Can my lawyer take​​ money from my trust account to pay their costs?

In some circumstances, your lawyer may be able to take money from your trust account to pay their costs, such as where it was authorised in the costs agreement or where you have given your lawyer instructions that authorise the withdrawal for that purpose.

Your lawyer may also take money from the trust account to pay their costs where they have given you a bill and you:

  • did not object to the funds being withdrawn from the trust account within seven days of receiving the bill, or
  • did object within the seven days but did not apply for a costs assessment within 60 days of receiving the bill.

Does my lawyer have​​ the right to hold my money in trust aft​er I ask for it back?

A lawyer can hold a lien​ over trust account money to cover unpaid costs. The amount withheld under the lien cannot be more than the amount of unpaid costs. A lien over trust money does not prevent you from applying to have the costs assessed.

For more information, see Fact Sheet 10 - Liens on the Office of the Legal Services Commissioner website.

Should I receive a receipt​​ for money I deposit in a trust account?

A lawyer must provide receipts for each deposit into a trust account. A trust receipt must: 

  • be electronically numbered
  • contain the firm name
  • state 'Trust Account'
  • be dated
  • state the amount of money received
  • state the client's name
  • have sufficient information to ascertain what the reason for the deposit is, and 
  • contain details of the ledger account of the trust.

When am I entitled ​to receive a statement of account?

You are entitled to a statement of account from your lawyer for money in trust:

  • when you ask your lawyer for it
  • when your legal matter is finished, or
  • as soon as possible after 30 June of each year unless:
    • the account has been open less than six months
    • the balance of the account is $0 and there have been no transactions within the last 12 months, or
    • a statement of account has been given to you within the previous 12 months and no transaction has occurred since then.

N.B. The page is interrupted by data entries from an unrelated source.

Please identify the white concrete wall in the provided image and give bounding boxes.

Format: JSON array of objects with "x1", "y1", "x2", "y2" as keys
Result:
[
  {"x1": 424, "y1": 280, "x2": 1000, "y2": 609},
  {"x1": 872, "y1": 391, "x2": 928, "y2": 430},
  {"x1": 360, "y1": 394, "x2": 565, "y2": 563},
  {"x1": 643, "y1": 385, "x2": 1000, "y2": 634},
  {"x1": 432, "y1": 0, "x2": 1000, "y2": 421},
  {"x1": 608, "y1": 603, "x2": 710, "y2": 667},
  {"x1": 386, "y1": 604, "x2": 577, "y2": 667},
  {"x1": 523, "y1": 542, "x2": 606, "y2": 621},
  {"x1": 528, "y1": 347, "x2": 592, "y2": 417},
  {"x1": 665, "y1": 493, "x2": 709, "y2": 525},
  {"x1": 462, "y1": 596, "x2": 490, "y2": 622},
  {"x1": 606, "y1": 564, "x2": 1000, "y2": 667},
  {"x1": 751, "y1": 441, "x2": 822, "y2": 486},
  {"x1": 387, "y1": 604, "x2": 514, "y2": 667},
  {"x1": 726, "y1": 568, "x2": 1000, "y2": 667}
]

What can I do if​​​ I am not happy about what my lawyer is doing ​​​with my trust account?

If you have a problem involving a trust account you should first talk to your lawyer about it. If this does not resolve your concerns you can contact the Office of the Legal Services Commissioner.

If your lawyer has acted dishonestly with trust account money or property you may also be able to make a claim on the Fidelity Fund with The Law Society of New South Wales.

How do I make a claim on the​​​ Fidelity Fund?

You may be able to make a claim on the fidelity fund if you have lost trust money or property because a lawyer was dishonest in some way. You can't make a claim on the fidelity fund for negligence.

To make a claim, you need to have experienced some financial loss.

Usually, if the Law Society of New South Wales finds that a lawyer has acted dishonestly in relation to trust money or property, they will place a notice about the law practice and invite anyone affected to make a claim on the fidelity fund. They often specify a date the claim has to be made by.

For more information about making a claim on the fidelity fund, see Legal Practitioners Fidelity Fund on The Law Society of New South Wales website.

What happens to the interest ​​on my trust account?

Interest on a trust account is deposited with the NSW Public Purpose Fund (PPF). This is a fund administered by the Law Society of New South Wales and the NSW Department of Communities & Justice. The money is used to fund organisations in NSW who provide legal services.

What can I do if my lawyer no ​longer has the money left in my trust account?

If a lawyer can't find the person they are holding trust money for, they can pay the money into the Consolidated Fund administered by the NSW Treasury. NSW Treasury must be informed who the money should be paid to. Once this is done, a lawyer is no longer responsible for holding the money.

If you believe the Consolidated Fund may contain trust money belonging to you, you should contact the NSW Treasury.